Stress Buster: Technique of the week: What??? That is too simple!
We hear it over and over, breathing is good for your health. I guess if you weren’t breathing you would not be among us–so we can all agree it is good for your health! I would think at this stage of life, we would know how to breathe, but alas, there is much to learn.
The recent Wall Street Journal article: Breathing for Your Better Health says: Controlling Your Breath Is an Easy Way to Improve Mental and Physical Health. Slow, deep and consistent breathing has been shown to have benefits in treating conditions ranging from migraines and irritable bowel syndrome to anxiety disorders and pain.
When I teach stress and pain solutions, I begin with breath. It is a tool for both body and mind, it is free, and with you everywhere you go (you do not have to go home to get your lungs).
The suggestions of controlling breath and breathing deeper feels a bit daunting to many. What I see is force and the mind wanting to get it right. Let’s begin with a simple practice to get you going.
Technique of the week: Practice this three times morning and evening.
When first starting out I suggest you place your hand on your belly and notice without judgment if your belly is ballooning out. (If you are one of those people who suck in your belly to look thinner, for this practice–let it all hang out!) If your belly rises, you are getting breath into the lower lobes of your lungs. If not, no worries. Simply place your hands on your ribcage instead. If your ribcage expands you are getting breath into the middle lobes of your lungs.
Here is the practice:
- Take an inhale without force, while having your hand either on your belly or ribcage.
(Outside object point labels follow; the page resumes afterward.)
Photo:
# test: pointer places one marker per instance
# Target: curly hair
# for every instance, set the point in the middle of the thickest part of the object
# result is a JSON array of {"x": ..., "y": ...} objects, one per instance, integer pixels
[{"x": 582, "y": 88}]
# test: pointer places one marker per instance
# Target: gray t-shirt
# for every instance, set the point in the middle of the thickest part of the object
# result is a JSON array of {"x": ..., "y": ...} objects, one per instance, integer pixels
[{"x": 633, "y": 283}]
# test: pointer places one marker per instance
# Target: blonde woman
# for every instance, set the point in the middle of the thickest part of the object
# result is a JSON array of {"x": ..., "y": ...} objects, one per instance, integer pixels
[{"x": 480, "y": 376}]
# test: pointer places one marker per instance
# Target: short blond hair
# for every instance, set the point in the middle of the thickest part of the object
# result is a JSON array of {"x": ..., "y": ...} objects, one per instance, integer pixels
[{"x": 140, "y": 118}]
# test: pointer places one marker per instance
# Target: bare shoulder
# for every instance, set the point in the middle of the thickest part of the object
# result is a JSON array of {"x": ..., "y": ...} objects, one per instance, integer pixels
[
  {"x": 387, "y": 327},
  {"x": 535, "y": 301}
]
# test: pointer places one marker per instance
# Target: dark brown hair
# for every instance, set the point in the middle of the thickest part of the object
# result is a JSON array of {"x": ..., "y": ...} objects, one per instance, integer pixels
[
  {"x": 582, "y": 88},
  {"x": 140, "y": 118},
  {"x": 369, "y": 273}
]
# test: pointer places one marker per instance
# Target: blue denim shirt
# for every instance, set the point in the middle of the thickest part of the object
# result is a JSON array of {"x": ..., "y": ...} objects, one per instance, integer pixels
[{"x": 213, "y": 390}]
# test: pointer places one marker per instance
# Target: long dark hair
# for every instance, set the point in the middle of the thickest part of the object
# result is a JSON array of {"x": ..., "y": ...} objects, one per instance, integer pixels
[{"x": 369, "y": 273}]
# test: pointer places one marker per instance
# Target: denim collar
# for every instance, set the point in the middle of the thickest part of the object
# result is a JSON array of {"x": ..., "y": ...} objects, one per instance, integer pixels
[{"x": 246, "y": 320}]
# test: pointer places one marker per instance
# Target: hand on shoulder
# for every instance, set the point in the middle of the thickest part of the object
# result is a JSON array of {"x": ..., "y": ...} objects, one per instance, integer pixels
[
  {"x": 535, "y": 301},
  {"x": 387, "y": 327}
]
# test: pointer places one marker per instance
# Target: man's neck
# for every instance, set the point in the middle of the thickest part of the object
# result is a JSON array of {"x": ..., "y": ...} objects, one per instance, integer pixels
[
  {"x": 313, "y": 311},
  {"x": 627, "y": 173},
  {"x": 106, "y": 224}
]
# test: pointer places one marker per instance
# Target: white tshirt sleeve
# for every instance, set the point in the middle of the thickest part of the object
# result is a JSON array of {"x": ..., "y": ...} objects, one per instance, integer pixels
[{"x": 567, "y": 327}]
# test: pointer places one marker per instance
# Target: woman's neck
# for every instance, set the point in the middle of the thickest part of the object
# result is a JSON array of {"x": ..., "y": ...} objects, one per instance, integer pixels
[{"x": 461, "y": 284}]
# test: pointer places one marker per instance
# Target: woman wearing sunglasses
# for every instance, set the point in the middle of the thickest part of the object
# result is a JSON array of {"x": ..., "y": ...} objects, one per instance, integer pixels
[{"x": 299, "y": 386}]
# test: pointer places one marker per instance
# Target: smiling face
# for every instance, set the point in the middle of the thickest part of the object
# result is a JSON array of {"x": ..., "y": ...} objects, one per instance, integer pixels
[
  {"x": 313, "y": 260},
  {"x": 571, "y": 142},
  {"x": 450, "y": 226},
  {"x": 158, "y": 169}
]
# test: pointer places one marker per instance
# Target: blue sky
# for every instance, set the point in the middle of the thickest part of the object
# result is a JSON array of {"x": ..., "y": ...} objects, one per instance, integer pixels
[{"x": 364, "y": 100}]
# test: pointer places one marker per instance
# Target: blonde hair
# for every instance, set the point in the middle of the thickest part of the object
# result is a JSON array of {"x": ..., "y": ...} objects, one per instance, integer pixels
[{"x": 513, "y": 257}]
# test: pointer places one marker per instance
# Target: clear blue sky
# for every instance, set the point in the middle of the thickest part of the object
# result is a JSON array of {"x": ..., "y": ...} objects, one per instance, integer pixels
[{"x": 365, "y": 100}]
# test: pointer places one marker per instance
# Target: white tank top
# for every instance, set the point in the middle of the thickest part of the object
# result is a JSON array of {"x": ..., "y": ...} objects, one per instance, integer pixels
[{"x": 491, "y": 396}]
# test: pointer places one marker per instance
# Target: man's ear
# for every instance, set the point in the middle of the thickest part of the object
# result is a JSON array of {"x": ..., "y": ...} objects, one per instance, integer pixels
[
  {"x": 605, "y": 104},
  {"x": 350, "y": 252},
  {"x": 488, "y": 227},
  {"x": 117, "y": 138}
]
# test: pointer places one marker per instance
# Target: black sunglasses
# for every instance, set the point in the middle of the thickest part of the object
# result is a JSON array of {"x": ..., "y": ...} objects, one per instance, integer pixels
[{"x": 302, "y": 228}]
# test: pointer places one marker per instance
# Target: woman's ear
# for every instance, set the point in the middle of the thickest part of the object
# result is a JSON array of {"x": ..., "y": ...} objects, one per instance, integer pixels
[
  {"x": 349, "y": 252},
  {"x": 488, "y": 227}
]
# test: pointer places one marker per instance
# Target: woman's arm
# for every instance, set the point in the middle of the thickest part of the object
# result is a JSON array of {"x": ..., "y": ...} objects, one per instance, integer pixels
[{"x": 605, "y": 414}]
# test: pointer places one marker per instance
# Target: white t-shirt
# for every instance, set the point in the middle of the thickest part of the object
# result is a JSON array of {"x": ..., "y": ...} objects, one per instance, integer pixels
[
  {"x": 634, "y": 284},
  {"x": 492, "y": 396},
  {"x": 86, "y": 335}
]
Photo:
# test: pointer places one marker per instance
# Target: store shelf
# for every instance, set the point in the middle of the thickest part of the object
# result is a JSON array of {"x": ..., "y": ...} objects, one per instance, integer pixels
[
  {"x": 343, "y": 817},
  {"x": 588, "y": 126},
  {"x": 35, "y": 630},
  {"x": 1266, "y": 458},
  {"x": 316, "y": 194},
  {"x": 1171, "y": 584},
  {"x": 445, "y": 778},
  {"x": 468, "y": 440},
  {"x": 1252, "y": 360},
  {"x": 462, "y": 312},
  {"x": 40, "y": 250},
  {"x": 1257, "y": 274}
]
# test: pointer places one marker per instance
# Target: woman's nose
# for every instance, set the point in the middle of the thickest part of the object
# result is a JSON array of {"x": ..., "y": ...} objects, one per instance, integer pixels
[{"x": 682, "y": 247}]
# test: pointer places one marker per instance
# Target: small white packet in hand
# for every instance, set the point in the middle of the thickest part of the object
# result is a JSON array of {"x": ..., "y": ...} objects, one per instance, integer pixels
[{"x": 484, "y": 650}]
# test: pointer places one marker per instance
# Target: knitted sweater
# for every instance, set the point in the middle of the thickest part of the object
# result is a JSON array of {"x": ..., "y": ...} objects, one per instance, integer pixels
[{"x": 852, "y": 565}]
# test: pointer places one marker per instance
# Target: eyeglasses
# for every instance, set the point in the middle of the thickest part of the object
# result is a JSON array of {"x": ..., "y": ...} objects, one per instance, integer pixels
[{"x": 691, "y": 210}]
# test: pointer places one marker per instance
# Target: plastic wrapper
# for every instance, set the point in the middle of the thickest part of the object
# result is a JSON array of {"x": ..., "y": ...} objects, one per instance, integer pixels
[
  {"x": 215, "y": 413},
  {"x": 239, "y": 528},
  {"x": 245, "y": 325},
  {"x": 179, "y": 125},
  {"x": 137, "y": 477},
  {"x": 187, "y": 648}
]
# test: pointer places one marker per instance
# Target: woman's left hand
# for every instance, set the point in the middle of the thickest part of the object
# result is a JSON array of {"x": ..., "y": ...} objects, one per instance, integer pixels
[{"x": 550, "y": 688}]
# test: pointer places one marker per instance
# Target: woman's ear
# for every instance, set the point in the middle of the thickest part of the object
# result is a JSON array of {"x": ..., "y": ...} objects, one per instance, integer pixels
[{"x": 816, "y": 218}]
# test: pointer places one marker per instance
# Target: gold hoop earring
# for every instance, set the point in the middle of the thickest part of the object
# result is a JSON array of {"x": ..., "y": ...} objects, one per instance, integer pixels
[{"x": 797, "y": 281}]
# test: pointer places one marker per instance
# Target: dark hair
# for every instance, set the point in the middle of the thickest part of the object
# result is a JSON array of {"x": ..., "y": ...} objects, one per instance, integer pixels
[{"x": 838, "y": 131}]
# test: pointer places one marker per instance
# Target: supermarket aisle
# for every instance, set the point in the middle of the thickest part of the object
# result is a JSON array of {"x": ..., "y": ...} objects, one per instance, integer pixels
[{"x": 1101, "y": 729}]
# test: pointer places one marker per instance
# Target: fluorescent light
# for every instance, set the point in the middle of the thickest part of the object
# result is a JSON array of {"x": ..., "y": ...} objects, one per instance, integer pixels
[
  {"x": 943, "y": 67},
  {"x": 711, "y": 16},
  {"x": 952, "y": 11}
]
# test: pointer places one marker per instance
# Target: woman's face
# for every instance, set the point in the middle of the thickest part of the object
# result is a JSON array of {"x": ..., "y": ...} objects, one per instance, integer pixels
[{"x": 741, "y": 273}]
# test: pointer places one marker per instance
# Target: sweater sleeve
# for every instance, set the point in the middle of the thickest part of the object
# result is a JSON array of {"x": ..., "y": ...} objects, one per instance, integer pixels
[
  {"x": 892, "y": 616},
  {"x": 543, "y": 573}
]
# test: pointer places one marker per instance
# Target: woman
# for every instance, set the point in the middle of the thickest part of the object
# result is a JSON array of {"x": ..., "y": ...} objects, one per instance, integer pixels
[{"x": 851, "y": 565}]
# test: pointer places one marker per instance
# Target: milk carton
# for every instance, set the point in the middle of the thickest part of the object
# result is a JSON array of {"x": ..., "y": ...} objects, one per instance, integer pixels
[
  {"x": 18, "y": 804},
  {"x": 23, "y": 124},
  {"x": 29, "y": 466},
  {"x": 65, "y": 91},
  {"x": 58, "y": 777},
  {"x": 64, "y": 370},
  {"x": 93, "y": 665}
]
This will help you direct the breath.
- Slowly exhale and make your exhale slower than your inhale.
- Notice how many counts it takes you to inhale, and then add two counts to your exhale. This will help you get in the habit of slowing down your breath.
- Do this practice each morning to get your going and each evening to help settle you down for sleep. Throughout the day, when you feel stressed, do one or two.
- My goal is to have you practice daily so it becomes natural.
You might be thinking, Ellen this is too simple. I know how to do this. If that is your reaction, then this will be easy for you. If you choose to not practice, then you might want to look at your resistance and in the world of Ellen, resistance is futile! I keep it simple because it works and is approachable for all.
From my own experience, I was a stressed out breath holder. When I was first taught to deepen my breath, like a good overachiever I tried hard, forced, and got dizzy. This is not a breathing contest, so ease up and make this an exploration. There is not good, bad, right, or wrong. It is what is more or less effective.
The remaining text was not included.